# My sweet rescued HM Betta!



## BlueBetta88 (Aug 22, 2010)

So i got this betta fish at my nearby petco a few weeks ago. At first, I didn't knew it was a HM betta. It was marked as a VT. So the story starts when I was shopping for some food for my frys I have right now....(wasn't successful) and I wen't thew the betta selection which had some new bettas that I had never seen at the store before. My dad also gave me some time to let me pick a betta. I was dying to get a DT betta at thetime but they were sold out..... So I thought of looking for some bettas that are cheep (has to be below 8 bucks) and I found this pretty marble opaque VT betta.

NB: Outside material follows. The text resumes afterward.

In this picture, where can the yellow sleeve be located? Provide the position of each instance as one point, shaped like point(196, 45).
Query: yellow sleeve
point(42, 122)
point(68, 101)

It didn't looked like that much of a VT but I looked alot like a delta tail. He had some taterd fins when i bought it, but thats all the meaning of recueing bettas. XD When I got home, keeping a secret from my mother and my annoying sis, I put the betta in a 1 gallon tank in my room. I started flaring him and it ended up being a HM! He has some ruff fins and scales (maybe when people put 2 bettas in a container in strores for fun) but I got a 13 buck betta for 4 bucks. SWEET!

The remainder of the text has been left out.